Infrasound, sometimes referred to as low frequency sound or (sometimes ambigously) subsonic (subsonic being a descriptor for "less than the speed of sound"), describes sound waves with a frequency below the lower limit of human audibility (generally 20 Hz, as defined by the ANSI/ASA S1.1-2013 standard). Hearing becomes gradually less sensitive as frequency decreases, so for humans to perceive infrasound, the sound pressure must be sufficiently high. Although the ear is the primary organ for sensing low sound, at higher intensities it is possible to feel infrasound vibrations in various parts of the body.
The study of such sound waves is termed infrasonics, encompassing frequencies from below 20 Hz, typically down to 0.1 Hz, and occasionally extending to 0.001 Hz. This frequency spectrum is utilized for diverse applications, including seismic and volcanic activity monitoring, subsurface geological mapping for rock and petroleum exploration, and in medical diagnostics such as ballistocardiography and seismocardiography to analyze human cardiovascular mechanics.

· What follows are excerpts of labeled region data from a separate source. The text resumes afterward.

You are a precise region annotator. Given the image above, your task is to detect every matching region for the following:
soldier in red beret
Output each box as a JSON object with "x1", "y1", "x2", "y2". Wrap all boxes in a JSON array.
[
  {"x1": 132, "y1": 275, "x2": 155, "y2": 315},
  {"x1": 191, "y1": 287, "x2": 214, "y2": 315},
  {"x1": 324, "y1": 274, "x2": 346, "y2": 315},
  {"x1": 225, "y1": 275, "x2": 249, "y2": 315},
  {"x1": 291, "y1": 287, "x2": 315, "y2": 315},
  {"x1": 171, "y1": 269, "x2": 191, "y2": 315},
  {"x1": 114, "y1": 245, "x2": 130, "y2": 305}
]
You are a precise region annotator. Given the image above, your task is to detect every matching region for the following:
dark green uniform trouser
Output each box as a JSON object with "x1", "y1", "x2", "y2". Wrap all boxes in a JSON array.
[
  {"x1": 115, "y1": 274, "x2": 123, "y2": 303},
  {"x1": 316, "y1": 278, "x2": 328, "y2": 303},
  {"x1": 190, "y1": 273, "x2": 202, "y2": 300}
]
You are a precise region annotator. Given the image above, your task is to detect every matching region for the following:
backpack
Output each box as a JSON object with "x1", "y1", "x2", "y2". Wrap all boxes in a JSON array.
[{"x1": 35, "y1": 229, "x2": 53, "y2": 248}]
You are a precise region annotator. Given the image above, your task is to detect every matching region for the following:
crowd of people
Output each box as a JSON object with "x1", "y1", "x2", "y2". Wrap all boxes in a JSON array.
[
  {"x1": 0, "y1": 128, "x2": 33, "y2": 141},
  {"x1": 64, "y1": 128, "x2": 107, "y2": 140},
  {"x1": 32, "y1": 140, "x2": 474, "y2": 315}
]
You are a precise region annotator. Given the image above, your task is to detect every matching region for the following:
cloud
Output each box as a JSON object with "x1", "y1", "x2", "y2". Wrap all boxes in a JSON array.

Infrasound is characterized by its ability to circumvent obstacles with minimal energy loss. In musical contexts, acoustic waveguide techniques, exemplified by large pipe organs, or specialized loudspeaker designs for reproduction, such as transmission line, rotary woofer, or conventional subwoofer systems, can generate low-frequency sounds, including those approaching the infrasonic range. Subwoofers specifically engineered for infrasound generation can reproduce frequencies an octave or more lower than typical commercial subwoofers, frequently exhibiting a tenfold increase in physical dimensions.
History and Study
French scientist Vladimir Gavreau is recognized as a pioneer in infrasonic research. His initial interest in infrasonic waves emerged in 1957 within the substantial concrete facility where he and his research team were conducting their work. The team reported experiencing recurring episodes of profound and distressing nausea. Following weeks of speculation regarding the etiology of the nausea—with the team initially suspecting a pathogen or an undetected release of noxious chemical fumes within the premises—they ultimately identified a "loosely poised low speed motor" as the source, which was generating these 'nauseating vibrations'.
Upon attempting to measure the amplitude and pitch, Gavreau and his team were surprised to find that their equipment registered no audible sound. They deduced that the motor-generated sound possessed a pitch too low for human auditory perception, and that their recording apparatus lacked the capability to detect such frequencies. The existence of sound at such low frequencies had not been previously conceptualized, consequently precluding the development of detection equipment. Ultimately, the nauseating sound was identified as a 7 Hz infrasound wave, which was inducing a resonant mode within the building's ductwork and architectural structures, thereby substantially amplifying the sound. Following this serendipitous discovery, the researchers promptly commenced preparations for additional infrasonic experiments in their laboratories. One notable experiment involved an infrasonic whistle, constructed as an oversized organ pipe. Consequently, due to this and analogous occurrences, it has become standard practice in contemporary architectural construction to inspect for and mitigate infrasonic resonances within cavities, and to incorporate sound-proofing and materials possessing specialized sonic characteristics.
Sources
Infrasound can originate from both natural phenomena and anthropogenic activities:
- Natural phenomena: Infrasonic sound frequently arises from natural occurrences such as severe weather, ocean surf, lee waves, avalanches, earthquakes, volcanic eruptions, bolides, waterfalls, iceberg calving, aurorae, meteors, and various forms of lightning, including upper-atmospheric lightning. Nonlinear interactions of ocean waves during storms generate pervasive infrasound vibrations, approximately 0.2 Hz, which are termed microbaroms. The Infrasonics Program at NOAA indicates that infrasonic arrays are deployable for locating avalanches in the Rocky Mountains and for detecting tornadoes on the high plains several minutes prior to their touchdown.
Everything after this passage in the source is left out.